¿Alguna vez has
saboreado tu desnudez?
No hablo sólo de
sentirte orgullosa de ella, sino de saborearla, que de verdad te provoque una sensación
satisfactoria en todos tus sentidos.
La adultez nos
limita, nos aleja de estos placeres, nos dejamos engañar y ya desde la infancia
comenzamos a grabarnos bien clarito en la cabeza que nuestra desnudez es sinónimo
de vergüenza. ¡GRAVE ERROR!
¿Por qué olvidar
que la desnudez y su absoluta libertad fue el primer sabor que conocimos?
La desnudez fue
la primera caricia que sentimos en toda nuestra vida, la bienvenida a la misma.
Hasta para hacer
el amor nos arropamos con la oscuridad, nos da miedo sentirnos, nos da miedo
sabernos descubiertos.
A veces
confundimos el orgullo que nuestra pareja o alguien ajeno siente hacia nuestro
cuerpo con orgullo propio. Sentirnos admirados nos hace sentir bien, pero no
por ello nos sentimos bien con nosotros mismos, con nuestro cuerpo; es el ego
el que celebra su desnudez.
Cuántas veces no
hemos escuchado la cantaleta de “es que tengo estos gorditos” o “es que mis
tetas están colgadas” o “es que tengo granitos en las piernas” y así innumerables
frases de vergüenza hacia nuestros cuerpos. Todos las hemos pronunciado alguna
vez.
Debemos aprender
no sólo a aceptarnos, si no a disfrutarnos, a saborear lo que somos.

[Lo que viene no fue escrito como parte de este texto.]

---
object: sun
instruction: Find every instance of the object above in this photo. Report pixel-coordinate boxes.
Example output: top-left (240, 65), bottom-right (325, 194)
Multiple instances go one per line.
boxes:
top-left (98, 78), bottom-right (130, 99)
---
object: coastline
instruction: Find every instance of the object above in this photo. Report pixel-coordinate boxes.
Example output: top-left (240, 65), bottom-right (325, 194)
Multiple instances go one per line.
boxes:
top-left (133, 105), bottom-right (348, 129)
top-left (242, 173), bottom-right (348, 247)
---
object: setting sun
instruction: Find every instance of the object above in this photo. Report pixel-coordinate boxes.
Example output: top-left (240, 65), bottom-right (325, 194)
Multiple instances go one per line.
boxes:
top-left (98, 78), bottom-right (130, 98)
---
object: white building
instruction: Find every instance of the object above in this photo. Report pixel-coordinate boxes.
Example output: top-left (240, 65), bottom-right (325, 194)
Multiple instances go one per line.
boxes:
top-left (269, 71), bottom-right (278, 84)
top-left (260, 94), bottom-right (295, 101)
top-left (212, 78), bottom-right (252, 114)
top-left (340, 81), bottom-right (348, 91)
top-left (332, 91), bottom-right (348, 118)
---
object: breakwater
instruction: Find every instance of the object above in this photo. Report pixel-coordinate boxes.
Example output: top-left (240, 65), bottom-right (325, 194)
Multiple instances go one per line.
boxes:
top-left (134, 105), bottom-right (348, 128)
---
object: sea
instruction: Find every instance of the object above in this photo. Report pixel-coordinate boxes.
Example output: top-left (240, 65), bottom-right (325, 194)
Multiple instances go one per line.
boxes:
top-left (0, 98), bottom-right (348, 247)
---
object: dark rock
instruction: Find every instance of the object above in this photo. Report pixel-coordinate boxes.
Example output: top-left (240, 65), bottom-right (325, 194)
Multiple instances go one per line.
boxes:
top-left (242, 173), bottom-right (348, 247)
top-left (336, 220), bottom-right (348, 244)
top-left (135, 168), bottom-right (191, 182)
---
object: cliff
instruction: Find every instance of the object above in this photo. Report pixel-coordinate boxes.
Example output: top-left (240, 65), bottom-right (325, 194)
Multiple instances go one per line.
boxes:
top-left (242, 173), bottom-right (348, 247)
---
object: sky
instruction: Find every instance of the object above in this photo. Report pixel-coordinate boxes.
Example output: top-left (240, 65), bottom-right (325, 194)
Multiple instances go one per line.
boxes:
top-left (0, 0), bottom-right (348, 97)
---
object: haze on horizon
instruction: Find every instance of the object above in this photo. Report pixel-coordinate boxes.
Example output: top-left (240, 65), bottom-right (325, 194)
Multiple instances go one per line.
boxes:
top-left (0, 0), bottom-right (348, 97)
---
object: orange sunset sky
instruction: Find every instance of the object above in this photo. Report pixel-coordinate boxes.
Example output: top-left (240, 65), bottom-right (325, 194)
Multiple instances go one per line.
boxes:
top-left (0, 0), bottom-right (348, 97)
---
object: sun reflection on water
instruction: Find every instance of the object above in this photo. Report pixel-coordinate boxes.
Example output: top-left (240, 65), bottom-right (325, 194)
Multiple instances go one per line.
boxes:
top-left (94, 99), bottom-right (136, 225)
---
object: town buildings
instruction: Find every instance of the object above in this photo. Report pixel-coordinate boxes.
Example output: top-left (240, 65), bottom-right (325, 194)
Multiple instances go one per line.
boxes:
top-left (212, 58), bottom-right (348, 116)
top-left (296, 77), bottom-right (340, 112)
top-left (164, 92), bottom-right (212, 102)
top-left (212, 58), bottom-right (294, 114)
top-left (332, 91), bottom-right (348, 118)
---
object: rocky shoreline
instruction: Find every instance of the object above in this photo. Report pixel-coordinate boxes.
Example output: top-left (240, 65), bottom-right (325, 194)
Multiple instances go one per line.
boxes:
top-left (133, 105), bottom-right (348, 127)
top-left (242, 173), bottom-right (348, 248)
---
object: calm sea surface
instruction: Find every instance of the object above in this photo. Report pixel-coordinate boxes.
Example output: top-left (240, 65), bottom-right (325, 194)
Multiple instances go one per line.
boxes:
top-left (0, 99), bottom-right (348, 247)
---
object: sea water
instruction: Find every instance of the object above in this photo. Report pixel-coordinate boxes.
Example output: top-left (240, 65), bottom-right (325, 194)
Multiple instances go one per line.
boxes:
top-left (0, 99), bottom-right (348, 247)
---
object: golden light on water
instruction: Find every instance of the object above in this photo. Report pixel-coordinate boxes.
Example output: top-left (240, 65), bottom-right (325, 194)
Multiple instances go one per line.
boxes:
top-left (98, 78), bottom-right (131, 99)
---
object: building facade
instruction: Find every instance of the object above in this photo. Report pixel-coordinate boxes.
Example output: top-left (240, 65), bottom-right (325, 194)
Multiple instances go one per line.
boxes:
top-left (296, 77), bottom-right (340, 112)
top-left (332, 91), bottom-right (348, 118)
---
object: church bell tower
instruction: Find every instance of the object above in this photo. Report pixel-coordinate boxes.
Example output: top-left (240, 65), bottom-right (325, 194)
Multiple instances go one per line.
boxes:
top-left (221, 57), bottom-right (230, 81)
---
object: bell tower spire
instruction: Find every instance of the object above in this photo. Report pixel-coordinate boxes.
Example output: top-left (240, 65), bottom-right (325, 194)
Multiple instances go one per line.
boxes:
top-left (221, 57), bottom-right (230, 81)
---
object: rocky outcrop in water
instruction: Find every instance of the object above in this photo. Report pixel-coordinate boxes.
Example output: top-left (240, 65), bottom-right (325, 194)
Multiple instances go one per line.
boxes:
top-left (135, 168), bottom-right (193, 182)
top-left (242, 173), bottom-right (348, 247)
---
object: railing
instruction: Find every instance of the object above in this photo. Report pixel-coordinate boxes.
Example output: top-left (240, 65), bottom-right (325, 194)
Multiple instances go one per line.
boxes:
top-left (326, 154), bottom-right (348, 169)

Deberíamos
poder llegar frente a esa persona
especial, por ejemplo, y decirle “este es mi cuerpo, te lo entrego, disfrútalo
y cuídalo como yo lo hago, siéntete orgulloso de poder tocarlo”.
Más allá de
terceras personas, deberíamos poder pararnos frente al espejo y sentirnos
orgullosos de lo que vemos, dejar que el placer de ese cuerpo nos entre por los
ojos y nos llegue hasta el pecho; dejar que ese placer nos llene de satisfacción,
la satisfacción de sabernos únicos y por lo tanto hermosos.